Tidal rivers represent an environment that is both under-studied and vulnerable to changes caused by human activities. Widespread deforestation, agriculture, urbanization, and industrialization have impacted the tidal Christina River from before European settlement through the present. Cores from three sites along the tidal Christina River were collected and sediments deposited over the past 1000-1400 years were analyzed in order to compare how water quality has changed pre- and post- European settlement. Age-depth relationships were constructed for the cores using a combination of radiocarbon dating, Pb-210, Cs-137, and pollen-based deforestation horizons. The relationship between age and depth was consistent among the cores. Diatoms from the sediments were analyzed using established indices and autecological groupings to better understand trophic level and other changes in water quality. Generally, nutrient concentrations increased concurrently with use of the land for agriculture following European settlement, then increased further in the 1950s following the introduction of industrial fertilizers. Diatom assemblages cluster into groups which correspond to known ecological transitions such as deforestation and increased use of industrial fertilizers. The concentrations of metals in the sediments were analyzed to assess the impacts of urbanization and industrialization. Sediment analyses showed that zinc and other heavy metals increase in concentration following industrialization, peaked in the 1950s, and decreased after environmental legislation restricted the release of pollutants into waterways in the 1970s.
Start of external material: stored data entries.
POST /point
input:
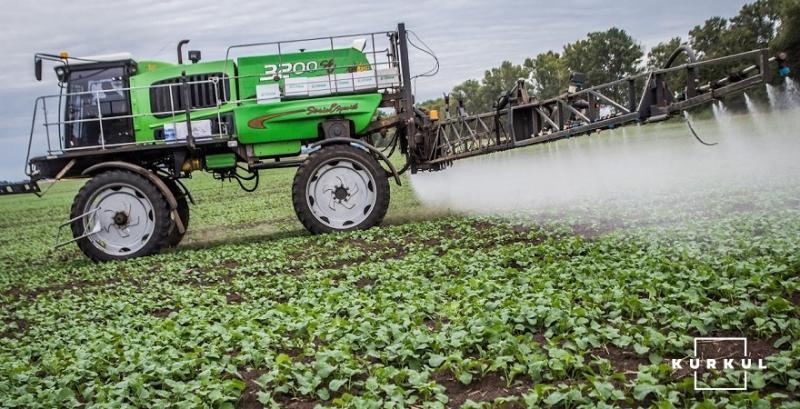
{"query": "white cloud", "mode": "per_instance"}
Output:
(469, 36)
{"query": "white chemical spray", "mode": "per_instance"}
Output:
(630, 164)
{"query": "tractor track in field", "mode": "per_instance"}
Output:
(198, 276)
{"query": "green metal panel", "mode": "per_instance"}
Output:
(154, 71)
(282, 148)
(220, 161)
(294, 120)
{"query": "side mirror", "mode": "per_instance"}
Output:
(37, 68)
(194, 56)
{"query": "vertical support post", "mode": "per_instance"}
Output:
(592, 113)
(763, 65)
(632, 95)
(100, 119)
(691, 82)
(46, 125)
(661, 99)
(405, 74)
(187, 104)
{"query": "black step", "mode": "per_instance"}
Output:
(14, 188)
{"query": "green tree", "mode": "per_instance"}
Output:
(468, 91)
(549, 74)
(710, 39)
(657, 57)
(788, 38)
(604, 56)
Nitrogen and phosphorous concentrations were also measured to provide support for the diatom indices. Together, diatom and chemical analyses enable a detailed reconstruction of water quality changes in a tidal river. Diatom indices help to reconstruct the impact nutrients have had on water quality, which does not necessarily correlate well with sediment nutrient analyses. Chemical analyses of the sediments pinpoint the timing and influence of other activities that can degrade water quality, such as industrialization.